The World According to Nobel Laureate Murray Gell-Mann

IN recent years, there has been a steady stream of books by the world's great physicists who, having made their contributions to science, now seek to explain their discoveries and those of their elite scientific brethren to the rest of us.

Books like ``The God Particle'' (Houghton Mifflin, 1993) by Leon Lederman and Dick Teresi, Stephen Hawking's ``A Brief History of Time'' (Bantam, 1988), and Peter Coveney's ``The Arrow of Time'' (Fawcett, 1991) try to make sense of the last quarter-century's developments in cosmology, astronomy, and high-energy particle physics. They try to show how everything, from the very small to the very big, is ultimately the same thing, built from the same ``star stuff,'' and tied together by the laws of physics.

While some of these books are successful at the bookstore, many of them make such demands on the average reader that they are soon left to gather dust on the coffee table - an expensive reminder that for most of us the details of modern physics are all but incomprehensible.

Discouraged with the quality of these previous books, Nobel laureate Murray Gell-Mann has decided to write his own. But instead of following the well-worn path of explaining the world from the beginning of creation to the present, or from the smallest subatomic particle to the largest cluster of galaxies, Gell-Mann has taken a different approach, painting a picture of the world from the simple to the complex.

Few people are in a better position to chart this course than the author. Besides his achievements in physics, he is the founder of the Santa Fe Institute in New Mexico, an interdisciplinary think tank that is known as a haven for those interested in such subjects as artificial life, chaos theory, language, and global economics: a few of the many disparate studies that all seem to be part of the newly emerging field called ``complexity.''

A simple example from complexity theory is Zipf's Law, named for George Kingsley Zipf, a professor of German at Harvard University in the 1930s.
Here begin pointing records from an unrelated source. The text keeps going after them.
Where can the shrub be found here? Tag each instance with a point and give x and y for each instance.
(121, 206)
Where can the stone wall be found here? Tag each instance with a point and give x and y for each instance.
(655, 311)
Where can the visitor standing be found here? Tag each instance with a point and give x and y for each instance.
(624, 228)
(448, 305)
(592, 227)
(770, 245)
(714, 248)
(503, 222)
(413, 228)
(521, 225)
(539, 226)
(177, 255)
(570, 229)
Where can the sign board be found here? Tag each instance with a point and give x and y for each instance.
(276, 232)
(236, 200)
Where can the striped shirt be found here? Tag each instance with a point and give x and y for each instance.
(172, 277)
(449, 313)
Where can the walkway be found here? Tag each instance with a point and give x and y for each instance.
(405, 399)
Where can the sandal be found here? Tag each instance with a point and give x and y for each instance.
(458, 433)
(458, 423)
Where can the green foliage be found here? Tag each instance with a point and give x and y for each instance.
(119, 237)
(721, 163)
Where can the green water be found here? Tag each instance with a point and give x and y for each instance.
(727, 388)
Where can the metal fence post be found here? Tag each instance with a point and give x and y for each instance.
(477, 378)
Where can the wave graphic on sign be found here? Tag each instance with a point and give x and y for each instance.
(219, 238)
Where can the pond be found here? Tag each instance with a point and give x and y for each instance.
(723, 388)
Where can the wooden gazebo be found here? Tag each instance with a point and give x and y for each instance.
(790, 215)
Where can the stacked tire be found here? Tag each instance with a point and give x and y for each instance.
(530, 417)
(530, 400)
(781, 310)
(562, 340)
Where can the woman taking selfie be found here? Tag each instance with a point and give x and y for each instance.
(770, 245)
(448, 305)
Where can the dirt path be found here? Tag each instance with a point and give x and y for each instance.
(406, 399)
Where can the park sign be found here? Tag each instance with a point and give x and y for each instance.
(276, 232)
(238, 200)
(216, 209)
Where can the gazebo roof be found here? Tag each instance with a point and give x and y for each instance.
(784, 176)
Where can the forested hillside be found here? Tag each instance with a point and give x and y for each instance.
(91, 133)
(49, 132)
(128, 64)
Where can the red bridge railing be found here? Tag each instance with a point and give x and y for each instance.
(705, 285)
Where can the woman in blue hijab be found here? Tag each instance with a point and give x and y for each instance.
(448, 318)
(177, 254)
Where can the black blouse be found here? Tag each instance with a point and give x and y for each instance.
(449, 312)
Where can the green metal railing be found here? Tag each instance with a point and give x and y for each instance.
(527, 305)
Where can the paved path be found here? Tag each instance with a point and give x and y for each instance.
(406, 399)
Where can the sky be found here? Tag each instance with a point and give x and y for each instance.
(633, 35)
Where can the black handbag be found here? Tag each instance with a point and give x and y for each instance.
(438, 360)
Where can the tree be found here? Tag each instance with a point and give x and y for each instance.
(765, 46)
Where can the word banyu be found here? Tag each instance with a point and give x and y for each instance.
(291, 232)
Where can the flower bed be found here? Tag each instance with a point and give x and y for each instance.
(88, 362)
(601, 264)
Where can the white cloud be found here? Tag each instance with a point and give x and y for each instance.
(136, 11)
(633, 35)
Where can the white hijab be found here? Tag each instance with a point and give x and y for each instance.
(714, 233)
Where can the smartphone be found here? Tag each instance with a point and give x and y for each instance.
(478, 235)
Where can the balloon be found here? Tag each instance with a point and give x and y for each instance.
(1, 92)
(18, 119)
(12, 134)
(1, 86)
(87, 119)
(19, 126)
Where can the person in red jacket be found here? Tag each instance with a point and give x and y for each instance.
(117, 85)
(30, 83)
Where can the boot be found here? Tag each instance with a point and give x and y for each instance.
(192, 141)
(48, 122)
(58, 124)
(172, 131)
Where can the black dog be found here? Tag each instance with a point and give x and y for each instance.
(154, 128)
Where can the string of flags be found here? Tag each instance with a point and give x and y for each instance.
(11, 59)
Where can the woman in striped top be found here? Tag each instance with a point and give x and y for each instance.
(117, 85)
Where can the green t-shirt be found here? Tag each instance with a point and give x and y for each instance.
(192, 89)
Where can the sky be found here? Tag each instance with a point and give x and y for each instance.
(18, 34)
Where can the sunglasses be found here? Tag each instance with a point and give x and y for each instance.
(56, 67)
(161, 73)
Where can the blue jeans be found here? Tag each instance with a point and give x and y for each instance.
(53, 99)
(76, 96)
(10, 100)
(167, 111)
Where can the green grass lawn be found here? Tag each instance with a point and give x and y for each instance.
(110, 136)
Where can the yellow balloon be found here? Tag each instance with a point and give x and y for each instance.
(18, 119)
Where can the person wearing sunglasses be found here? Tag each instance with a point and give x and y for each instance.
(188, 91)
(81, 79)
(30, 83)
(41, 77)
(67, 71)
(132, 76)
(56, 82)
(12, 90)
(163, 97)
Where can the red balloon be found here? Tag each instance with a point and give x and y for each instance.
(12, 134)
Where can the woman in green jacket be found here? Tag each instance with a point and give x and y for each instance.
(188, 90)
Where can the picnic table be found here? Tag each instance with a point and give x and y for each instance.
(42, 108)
Zipf noticed that the second largest city in a country tends to have roughly half the population of the largest, the third largest city tends to have roughly one-third the population of the largest, and so on. It turns out that similar scaling laws, with minor mathematical corrections, have popped up in a wide range of different fields, from hard sciences such as physics and biology to the social sciences as well.

Gell-Mann starts off ``The Quark and the Jaguar: Adventures in the Simple and the Complex'' with a set of chapters that bounce back and forth from the personal to the abstract. The abstract parts are among the least interesting: thermodynamics, entropy, and Gell-Mann's notions of how to mathematically measure the complexity of a system.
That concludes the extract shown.